Our daily lives are petri dishes for practice. Daily life is practice. In our petri dish is everything we experience in our everyday life; work, bills, dishes, relationships, engaging with others, and whatever else decides to show up that day. Bringing our meditation practice into our everyday lives can be the most enriching, exponentially expanding, and at times truly challenging practice. Whether we are in a bliss-filled experience or in a high-stress situation, we can use our practice to harmonize with each moment.
In my previous life as an educator, I didn’t ever know what may occur. Even if each class was planned down to the minute, most of the time that plan did not happen as I had envisioned it. Why? Because it was always an unexpected journey with my students. They would surprise me with the most amazing antics at any given moment during the middle of a lesson on external conflict, for example, or a crisis situation would erupt, which was never part of the plan but a definite possibility. It was at times completely uncomfortable. This is where I learned how to take my meditation practice off of the cushion and out of my little cave-like room and into my everyday. Even now, when I may not like exactly what is happening and feel downright uncomfortable, I have to check in with myself to stay in the moment and learn to respond with grace. Truth is, I don’t always respond with grace. I may respond with high drama and I may as well have signed up for the opera or a Shakespearean play where I am the leading role. Clearly. Yet, this is practice too. It all is.
It’s in the trying times that we realize the fortitude of our practice. We see how we were able to stay present, grounded, and move through those times with the grace of our breath. More and more, I find that my daily life is practice. Each moment presents an opportunity to practice compassion, compassionate boundary-setting, detachment, impermanence, move from aversion to acceptance, and the ability to show up, stay in yourself, and yet connect to what is happening even if it’s uncomfortable for only you. I’ve learned and continue to learn that daily life is practice.
My 5 Simple Reflections on Living your Practice:
1. Create a sacred space inside your home where you can sit at the end or beginning of your day.

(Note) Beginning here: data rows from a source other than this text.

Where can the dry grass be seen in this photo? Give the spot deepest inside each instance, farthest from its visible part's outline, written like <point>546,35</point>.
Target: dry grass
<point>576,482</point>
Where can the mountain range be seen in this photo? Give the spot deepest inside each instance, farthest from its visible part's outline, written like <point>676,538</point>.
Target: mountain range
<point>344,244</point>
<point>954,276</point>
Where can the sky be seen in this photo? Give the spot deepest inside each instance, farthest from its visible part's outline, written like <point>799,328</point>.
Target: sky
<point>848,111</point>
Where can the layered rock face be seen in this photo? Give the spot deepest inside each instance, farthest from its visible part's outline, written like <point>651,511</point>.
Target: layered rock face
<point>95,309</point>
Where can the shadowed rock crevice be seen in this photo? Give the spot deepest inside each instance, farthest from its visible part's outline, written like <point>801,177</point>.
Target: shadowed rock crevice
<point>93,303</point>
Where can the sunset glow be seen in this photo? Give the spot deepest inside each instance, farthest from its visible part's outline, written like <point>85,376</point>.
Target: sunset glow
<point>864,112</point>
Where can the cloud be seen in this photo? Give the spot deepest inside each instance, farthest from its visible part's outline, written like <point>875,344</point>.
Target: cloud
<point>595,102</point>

2. If you reach your own version of drama and overwhelm, stop and set a time limit for your drama. Or, do what I have to do per my life coach, I have to separate myself from the situation, walk away, and go write it all out. Basically, it’s me vomiting my aggravation or whatever emotion it is onto a page. It always works.
3. Breathe deeply, take a deep long inhale and exhale. Check in and acknowledge what emotions you are feeling and where they are in your body. I’ve used this in the classroom several times, and in stressful situations. It brings me back to myself and into my body.
4. Know that the moment will change. This is all that is certain at times.
5. Stay in the moment, even when you are doing dishes.